Sí, debo admitir que arde en mi alma un fuego incontenible, una incontrolable hoguera, que desde siempre me impulsó a este oficio. He traído esa esencia en mis venas, late turbulenta en el rojo cauce de mi sangre y debo consumar estas utopías antes de que la arcilla enarbole implacable mis palabras. Pero entonces, quedarán mis acciones y también mis escritos. Y esta victoria que avizoro segura, enhebrada a la expectante incandescencia de lo aún no realizado. Este triunfo que se enciende desde los rescoldos de lo azaroso y se convierte en persistentes llamaradas, hecho candela, refulgencia, destello, cuyo fulgor se filtra irreductible, entre los cañadones de lo ignoto y genera la ingrávida certeza que me impulsa a seguir, hasta lograr el objetivo propuesto, sin importarme cuán difícil será lograrlo y proseguir sin desfallecer hasta la meta, aunque a todos les parezca un desvarío.
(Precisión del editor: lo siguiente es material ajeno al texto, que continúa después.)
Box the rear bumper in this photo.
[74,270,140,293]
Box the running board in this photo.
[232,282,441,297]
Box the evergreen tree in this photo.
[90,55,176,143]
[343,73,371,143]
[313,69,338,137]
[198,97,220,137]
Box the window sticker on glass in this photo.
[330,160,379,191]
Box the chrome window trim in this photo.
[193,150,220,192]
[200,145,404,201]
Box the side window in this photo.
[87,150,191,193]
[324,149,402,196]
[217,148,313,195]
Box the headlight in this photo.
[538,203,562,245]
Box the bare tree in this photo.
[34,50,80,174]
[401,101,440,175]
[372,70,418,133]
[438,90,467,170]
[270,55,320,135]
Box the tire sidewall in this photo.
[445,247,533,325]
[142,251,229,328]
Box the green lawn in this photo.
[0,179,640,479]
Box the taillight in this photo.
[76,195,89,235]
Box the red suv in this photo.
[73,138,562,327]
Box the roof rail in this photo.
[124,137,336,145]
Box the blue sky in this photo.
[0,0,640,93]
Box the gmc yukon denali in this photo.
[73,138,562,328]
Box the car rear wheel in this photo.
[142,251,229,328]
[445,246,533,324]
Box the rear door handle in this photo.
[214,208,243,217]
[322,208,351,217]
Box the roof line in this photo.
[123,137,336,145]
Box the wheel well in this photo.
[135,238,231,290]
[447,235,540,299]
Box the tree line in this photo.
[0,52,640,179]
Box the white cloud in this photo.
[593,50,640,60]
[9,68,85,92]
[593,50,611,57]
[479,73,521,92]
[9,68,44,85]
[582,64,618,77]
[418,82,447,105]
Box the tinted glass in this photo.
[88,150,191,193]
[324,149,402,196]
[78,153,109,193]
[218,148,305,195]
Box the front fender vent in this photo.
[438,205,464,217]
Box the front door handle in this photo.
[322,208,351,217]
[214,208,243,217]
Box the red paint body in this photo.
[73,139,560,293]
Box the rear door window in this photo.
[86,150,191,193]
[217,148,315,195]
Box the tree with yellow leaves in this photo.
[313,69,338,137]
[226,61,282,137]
Ese será mi legado. Y esa antorcha encendida, como legendaria herencia devenida de un fuego eterno llamado libertad, pasará a las generaciones venideras.

Sé que tú me comprendes. Me esperan la liturgia encendida de los fogonazos, el temerario idioma de la espada, el culto de la proeza, la certidumbre del presagio, el resplandor de la soledad, el resonar de la metralla, la plegaria de lo inverosímil, el dogma de la tenacidad, la cartografía de la esperanza y la superstición alucinante de la victoria.

Ahora, que me hallo parado sobre ese borde intangible que divide la gesta victoriosa del abismo aciago del fracaso, debo confesarte algo: te fui infiel. Sí, tuve otro amor, lo admito. He sentido una pasión fundamental por la Patria. Y es precisamente por amor a ella que, apenas amanezca, voy a emprender esta marcha, considerada por todos un imposible. ¿Me perdonas, amada mía?

Tuyo, de todo corazón, Eugenio.

Gral. Eugenio Alejandrino Garay, patrono de la Infantería paraguaya.